Co więc oznacza idealna beza do Pavlovej?
1. Konsystencja.
To właśnie ona decyduje o ostatecznym kształcie bezy. Białka po ubiciu z cukrem powinny być lśniące i na tyle gęste, by utrzymać nadany im przed pieczeniem kształt.
Zależy ona od dwóch czynników: proporcji składników i właściwego ubicia piany.
Jeżeli chodzi o idealny przepis, to podzielę się z Tobą tym, który jeszcze nigdy mnie nie zawiódł.
Zapamietaj zasadę: 1 białko "L" - 50g drobnego cukru kryształu.
To zasada, która dotyczy każdego rodzaju, bezy, bez względu na formę, jaką planujesz jej nadać, ale to nie koniec składników.
Ich ilość zależy oczywiście od wielkości deseru, a co za tym idzie planowanej ilości porcji.
Najczęściej przygotowuję Pavlovą o średnicy 20 cm na około 12 osób.
Potrzebujesz wtedy:
- 4 białka o rozmiarze "L";
- 200 g cukru drobnego do wypieków (nie pudru);
- 2 łyżki soku z cytryny;
- 1 łyżka skrobi ziemniaczanej;
Dodanie soku z cytryny przełamuje słodycz bezy, ale pomaga ją także stabilizować, a skrobia ziemniaczana wchłonie nadmiar płynu.

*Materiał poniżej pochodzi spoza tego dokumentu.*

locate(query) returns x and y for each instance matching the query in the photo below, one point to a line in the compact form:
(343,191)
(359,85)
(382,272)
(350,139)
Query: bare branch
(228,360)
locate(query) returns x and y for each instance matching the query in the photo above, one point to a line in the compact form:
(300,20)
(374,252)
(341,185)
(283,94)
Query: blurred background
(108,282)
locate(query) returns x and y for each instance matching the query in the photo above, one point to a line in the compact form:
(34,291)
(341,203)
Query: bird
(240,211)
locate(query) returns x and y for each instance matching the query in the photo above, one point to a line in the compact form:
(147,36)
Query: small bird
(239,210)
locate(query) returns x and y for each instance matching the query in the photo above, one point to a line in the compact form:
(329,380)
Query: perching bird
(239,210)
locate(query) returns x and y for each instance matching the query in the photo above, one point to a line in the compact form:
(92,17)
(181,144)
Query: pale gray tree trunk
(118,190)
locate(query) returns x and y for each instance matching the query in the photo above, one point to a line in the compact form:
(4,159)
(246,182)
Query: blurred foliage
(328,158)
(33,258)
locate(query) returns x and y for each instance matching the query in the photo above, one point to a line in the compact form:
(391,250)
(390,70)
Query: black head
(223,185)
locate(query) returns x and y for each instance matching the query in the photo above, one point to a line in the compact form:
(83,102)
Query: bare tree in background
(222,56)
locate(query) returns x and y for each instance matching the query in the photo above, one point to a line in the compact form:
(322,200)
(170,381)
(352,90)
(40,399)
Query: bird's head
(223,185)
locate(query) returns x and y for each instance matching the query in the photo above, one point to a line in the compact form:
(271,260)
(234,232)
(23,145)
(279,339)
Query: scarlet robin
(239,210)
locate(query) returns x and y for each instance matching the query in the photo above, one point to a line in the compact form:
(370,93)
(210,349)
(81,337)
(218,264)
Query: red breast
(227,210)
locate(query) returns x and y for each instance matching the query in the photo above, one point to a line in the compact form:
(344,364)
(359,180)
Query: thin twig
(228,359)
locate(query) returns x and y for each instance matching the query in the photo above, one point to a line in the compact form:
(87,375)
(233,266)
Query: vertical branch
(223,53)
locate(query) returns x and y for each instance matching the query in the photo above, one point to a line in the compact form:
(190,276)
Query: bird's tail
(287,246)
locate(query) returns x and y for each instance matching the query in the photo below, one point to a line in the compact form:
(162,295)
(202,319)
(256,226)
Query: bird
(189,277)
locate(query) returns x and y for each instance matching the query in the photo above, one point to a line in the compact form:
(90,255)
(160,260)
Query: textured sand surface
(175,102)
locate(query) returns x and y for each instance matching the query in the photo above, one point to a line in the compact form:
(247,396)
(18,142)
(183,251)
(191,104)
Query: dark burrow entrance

Jeżeli pomimo właściwego ubicia piany, wydaje Ci się ona nadal "mokra", możesz dodać nieco cukru pudru, by ją zagęścić. Zacznij od 1 łyżki i sprawdź konsystencję. Czasem dzieje się tak z powodu dużej zawartości wody w białku, ale także po dodaniu barwnika spożywczego.
Na tym kończy się najbardziej klasyczny przepis, choć beza może mieć wiele wcieleń i dodatków, ale o tym nieco później.
Drugim czynnikiem sukcesu w przygotowaniu bezy idealnej jest odpowiednie ubicie białek. Do Pavlovej, blatów bezowych na tort czy bezików najlepiej przygotować bezą francuską, czyli na zimno.
I tu mam dla Ciebie kilka wskazówek, które pomogą uniknąć wpadki.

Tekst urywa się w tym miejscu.